To answer your specific question I will speak more generally about your architecture. The architecture you’ve devised for your project is subtly different from a typical architecture used with DDD. While the way you’ve partitioned responsibilities is typical, in DDD, domain classes aren’t responsible for their own persistence. In fact a mantra of DDD is persistence ignorance. This basically means that domain classes are persistence ignorant – they don’t have a Save
method. Instead, application services (application facade layer in your architecture) coordinate with repositories to reconstitute and persist domain entities.
Next, when implementing repositories, there is usually no need for an explicit DTO between the underlying persistence technology and domain classes. With ORMs such as NHibernate and EF, mappings between domain classes and relational tables are expressed with either mapping classes or XML based configurations. As a result, your domain classes are mapped implicitly – no need for DTO. Some cases do call for a DTO, in which case the mapping between the DTO and domain class should be encapsulated by the repository implementation. This is one place where you could invoke AutoMapper.
Finally, it is a common practice to communicate between the presentation layer and the application/domain layer with DTOs. To determine exactly where the mapping should take place you have to dig deeper into the architecture that is a best fit your your project. Most modern DDD architectures are based on the Hexagonal architecture. In a hexagonal architecture, your domain is at the center and all other “layers” adapt the domain to specific technologies. For instance, a repository can be seen as an adapter between the domain and a specific database technology. ASP.NET WebAPI can be seen as an adapter between the domain and HTTP/REST. Likewise, the presentation layer can be seen as an adapter between the domain and a specific. DTOs can manifest within each of these adapters and it is the adapter’s responsibility to map to and from these DTOs.

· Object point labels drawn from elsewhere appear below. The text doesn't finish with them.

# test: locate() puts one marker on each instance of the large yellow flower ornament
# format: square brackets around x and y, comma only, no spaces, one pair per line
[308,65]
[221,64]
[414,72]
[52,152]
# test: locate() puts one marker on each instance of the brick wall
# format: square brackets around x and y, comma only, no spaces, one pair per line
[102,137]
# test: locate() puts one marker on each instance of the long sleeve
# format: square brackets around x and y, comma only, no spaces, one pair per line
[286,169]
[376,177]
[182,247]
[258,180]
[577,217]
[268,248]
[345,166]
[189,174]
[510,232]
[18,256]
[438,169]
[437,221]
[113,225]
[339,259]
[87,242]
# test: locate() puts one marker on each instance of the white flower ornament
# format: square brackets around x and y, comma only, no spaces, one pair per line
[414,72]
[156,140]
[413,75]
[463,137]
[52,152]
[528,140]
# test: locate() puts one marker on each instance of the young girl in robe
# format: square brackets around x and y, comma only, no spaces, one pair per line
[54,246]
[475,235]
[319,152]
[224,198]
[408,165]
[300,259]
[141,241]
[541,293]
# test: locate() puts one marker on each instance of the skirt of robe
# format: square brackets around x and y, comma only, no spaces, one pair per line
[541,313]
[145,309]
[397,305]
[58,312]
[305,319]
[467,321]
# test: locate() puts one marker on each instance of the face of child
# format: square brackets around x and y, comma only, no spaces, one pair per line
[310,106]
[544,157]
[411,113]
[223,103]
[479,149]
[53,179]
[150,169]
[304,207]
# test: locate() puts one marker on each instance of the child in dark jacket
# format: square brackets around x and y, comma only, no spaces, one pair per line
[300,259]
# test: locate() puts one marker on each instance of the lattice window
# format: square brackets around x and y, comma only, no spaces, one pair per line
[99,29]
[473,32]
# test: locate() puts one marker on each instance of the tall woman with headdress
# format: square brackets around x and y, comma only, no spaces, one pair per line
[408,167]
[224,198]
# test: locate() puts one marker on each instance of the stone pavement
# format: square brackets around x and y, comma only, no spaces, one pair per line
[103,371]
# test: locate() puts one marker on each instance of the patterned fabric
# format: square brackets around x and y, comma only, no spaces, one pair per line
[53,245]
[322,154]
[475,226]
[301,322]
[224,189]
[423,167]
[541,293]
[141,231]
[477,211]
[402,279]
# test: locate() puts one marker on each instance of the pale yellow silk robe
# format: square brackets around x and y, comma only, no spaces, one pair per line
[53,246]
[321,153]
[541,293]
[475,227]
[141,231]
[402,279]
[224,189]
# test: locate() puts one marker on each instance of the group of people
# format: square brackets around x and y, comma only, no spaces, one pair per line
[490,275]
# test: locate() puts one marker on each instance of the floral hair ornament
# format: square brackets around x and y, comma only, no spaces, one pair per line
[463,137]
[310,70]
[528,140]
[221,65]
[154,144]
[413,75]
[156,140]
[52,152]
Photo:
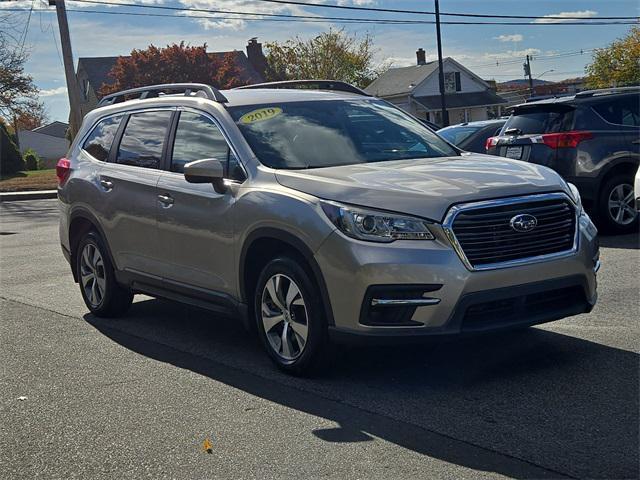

A typical example would be to use application services to establish a facade over your domain. No DTOs at play yet. Next, you create a service layer (open host service in DDD) with ASP.NET WebAPI – an adapter. You create ASP.NET WebAPI specific DTOs and it is up to this adapter to map to and from these DTOs. Therefore, if you use AutoMapper, it should be invoked in this layer. This can be done either explicitly or in an aspect-oriented way with action filters. The same holds for the presentation layer. The presentation layer could be coupled directly to application services, or to an ASP.NET WebAPI open host service. In either case, it is the responsibility of the presentation layer to map between domain classes (from application service or DTOs from WebAPI) and its own primitives such as a ViewModel.